The Use of Randomisation in Clinical Trials
Randomisation Controlled Trials (RCT) is the process of randomly assigning participants to groups that receive different treatments, which ensures that each individual has an equal chance of receiving any of the treatments used in the clinical trial. It allows the trial staff to make unbiased and informed decisions about new treatments, and is usually considered the best way to evaluate the efficacy of a new treatment and the effectiveness of interventions.
Methods of randomisation include using a table of random numbers or a computer program which generates random numbers. Other methods like assignment by date of birth or alternating assignment can be more prone to bias.
Benefits of Randomisation
- Eliminates selection bias (when the researcher decides who is going to receive which medication).
- Ensures that all participants are treated with the same respect and that there is no bias.
- Allows one treatment to be directly compared to another to discover its effectiveness.
- Considered the ‘gold standard’ of clinical trials (makes the results more publishable).
- Any difference in the outcome of the clinical trial can be attributed to the treatment itself, and no other factors.
Disadvantages of Randomisation
- Results may not always reflect a real life situation.
- Participants can’t be ethically randomised unless all treatments have the support of medical professionals.
- Trials which test for effectiveness are typically more expensive.
Different Types of Randomisation
Simple randomisation is based on a single sequence of random assignments. Participants are allocated to groups by flipping a coin, throwing dice or shuffling cards. Simple Randomisation is the most simple and easy to implement randomisation style. It minimises any bias by eliminating predictability and allows participants to maintain their independence during the clinical trial. It is especially useful to use in larger clinical trials as most often it results in an equal number of participants for each group.
Problems with Simple Randomisation
- It doesn’t work as well with smaller clinical trials (the group sizes won’t always be as balanced).
- If the recruitment of participants is ongoing, it can lead to inaccurate results between the treatment groups as different participants are being enrolled over time.
Designed to assign participants into groups that result in equal numbers. The block size is decided by the Investigator and is often determined by multiplying the number of groups (if there are two treatment groups, there should be 4, 6 or 8 blocks). Blocks are kept on the smaller side with predetermined group assignments which helps to keep the treatment groups a similar size throughout the clinical trial. After the block sizes have been decided, the equal group sizes from each block must be determined. Blocks are then randomly selected to sort the participants into groups.

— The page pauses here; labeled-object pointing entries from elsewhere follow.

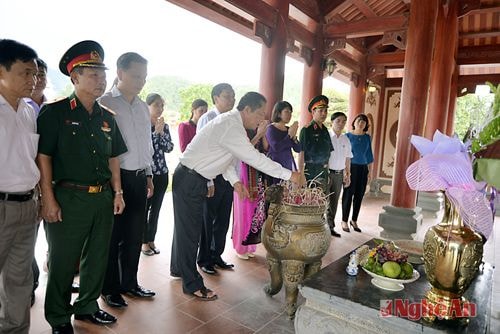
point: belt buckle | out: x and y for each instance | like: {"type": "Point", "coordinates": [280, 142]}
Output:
{"type": "Point", "coordinates": [95, 189]}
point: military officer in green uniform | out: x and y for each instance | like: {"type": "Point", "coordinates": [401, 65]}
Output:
{"type": "Point", "coordinates": [316, 144]}
{"type": "Point", "coordinates": [81, 189]}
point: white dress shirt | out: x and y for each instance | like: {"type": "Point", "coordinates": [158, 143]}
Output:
{"type": "Point", "coordinates": [341, 151]}
{"type": "Point", "coordinates": [19, 146]}
{"type": "Point", "coordinates": [206, 117]}
{"type": "Point", "coordinates": [221, 144]}
{"type": "Point", "coordinates": [134, 122]}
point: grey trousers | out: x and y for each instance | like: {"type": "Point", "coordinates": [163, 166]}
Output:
{"type": "Point", "coordinates": [17, 244]}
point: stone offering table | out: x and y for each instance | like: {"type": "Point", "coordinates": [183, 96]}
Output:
{"type": "Point", "coordinates": [339, 303]}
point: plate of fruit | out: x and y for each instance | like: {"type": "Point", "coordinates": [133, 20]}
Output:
{"type": "Point", "coordinates": [389, 267]}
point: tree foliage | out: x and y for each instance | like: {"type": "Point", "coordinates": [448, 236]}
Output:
{"type": "Point", "coordinates": [191, 93]}
{"type": "Point", "coordinates": [338, 101]}
{"type": "Point", "coordinates": [471, 112]}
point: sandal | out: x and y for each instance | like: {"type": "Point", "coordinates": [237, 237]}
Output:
{"type": "Point", "coordinates": [148, 252]}
{"type": "Point", "coordinates": [202, 294]}
{"type": "Point", "coordinates": [154, 248]}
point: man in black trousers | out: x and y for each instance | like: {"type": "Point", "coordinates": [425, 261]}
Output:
{"type": "Point", "coordinates": [133, 119]}
{"type": "Point", "coordinates": [216, 209]}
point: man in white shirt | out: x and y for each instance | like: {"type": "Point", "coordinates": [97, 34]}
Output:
{"type": "Point", "coordinates": [217, 208]}
{"type": "Point", "coordinates": [339, 165]}
{"type": "Point", "coordinates": [213, 151]}
{"type": "Point", "coordinates": [134, 121]}
{"type": "Point", "coordinates": [18, 178]}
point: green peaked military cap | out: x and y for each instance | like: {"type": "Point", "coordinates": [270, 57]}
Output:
{"type": "Point", "coordinates": [319, 101]}
{"type": "Point", "coordinates": [83, 54]}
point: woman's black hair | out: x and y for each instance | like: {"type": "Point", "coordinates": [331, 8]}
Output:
{"type": "Point", "coordinates": [253, 100]}
{"type": "Point", "coordinates": [151, 98]}
{"type": "Point", "coordinates": [278, 108]}
{"type": "Point", "coordinates": [337, 114]}
{"type": "Point", "coordinates": [365, 118]}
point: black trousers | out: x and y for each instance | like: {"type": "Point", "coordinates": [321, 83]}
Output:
{"type": "Point", "coordinates": [189, 190]}
{"type": "Point", "coordinates": [126, 239]}
{"type": "Point", "coordinates": [355, 192]}
{"type": "Point", "coordinates": [216, 217]}
{"type": "Point", "coordinates": [160, 182]}
{"type": "Point", "coordinates": [334, 187]}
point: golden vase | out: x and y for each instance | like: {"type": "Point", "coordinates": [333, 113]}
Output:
{"type": "Point", "coordinates": [452, 255]}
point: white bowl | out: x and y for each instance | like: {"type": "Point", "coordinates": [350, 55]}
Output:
{"type": "Point", "coordinates": [391, 284]}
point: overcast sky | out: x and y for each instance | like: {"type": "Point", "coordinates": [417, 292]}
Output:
{"type": "Point", "coordinates": [175, 41]}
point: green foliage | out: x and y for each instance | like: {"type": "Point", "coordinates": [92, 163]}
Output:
{"type": "Point", "coordinates": [470, 113]}
{"type": "Point", "coordinates": [338, 101]}
{"type": "Point", "coordinates": [168, 87]}
{"type": "Point", "coordinates": [191, 93]}
{"type": "Point", "coordinates": [496, 99]}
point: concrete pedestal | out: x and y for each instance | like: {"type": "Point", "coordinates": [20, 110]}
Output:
{"type": "Point", "coordinates": [399, 223]}
{"type": "Point", "coordinates": [430, 202]}
{"type": "Point", "coordinates": [339, 303]}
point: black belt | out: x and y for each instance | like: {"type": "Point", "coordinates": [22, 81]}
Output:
{"type": "Point", "coordinates": [192, 171]}
{"type": "Point", "coordinates": [92, 189]}
{"type": "Point", "coordinates": [137, 172]}
{"type": "Point", "coordinates": [17, 197]}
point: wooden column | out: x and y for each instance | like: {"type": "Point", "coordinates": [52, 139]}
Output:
{"type": "Point", "coordinates": [450, 126]}
{"type": "Point", "coordinates": [442, 69]}
{"type": "Point", "coordinates": [312, 83]}
{"type": "Point", "coordinates": [357, 96]}
{"type": "Point", "coordinates": [416, 78]}
{"type": "Point", "coordinates": [272, 64]}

Problems with Block Randomisation
- Selection bias is more common as the researcher can easily predict the treatment allocation of the group.
Separating participants into groups depending on different factors (gender). If sex is the chosen factor, then the number of strata is two and randomisation is applied to each stratum. This form of randomisation can reduce the imbalances in characteristics found in treatment groups and increase statistical power. This method makes it easier to generate block randomisation lists for different prognostic factors.
Problems with Stratified Randomisation
- While the aim is to remove selection bias, it also means that the groups won’t always have the same important characteristics.
Occurs when the allocation of participants is changed according to the progress of the clinical trial. It can be used to minimise the imbalance between treatment groups and can adjust the treatment groups depending on the effect the treatment has on participants. Prognostic factors come into play and are used to define the participants and influence treatment/the course of the clinical trial.
Minimisation is used as a tool to balance out the prognostic factors in a clinical trial. The first participant is allocated to a treatment group using simple randomisation and the rest of the participants are then assigned to balance out the prognostic factors, based on previous participants and their placement in the clinical trial. Designed to overcome the challenges of stratified randomisation.
Problems with Minimisation
- It doesn’t meet all the requirements of randomisation.
The allocation of participants into treatment groups is kept secret until the moment of assignment. This helps to reduce selection bias and prevents researchers from influencing the assignment of participants into certain groups.
Ethics of Randomisation
- There are ongoing questions about whether the treatment method for participants should be determined by probability instead of medical professionals.
- Possible risks of a clinical trial.
- Incomplete information provided (participants not shown the full picture).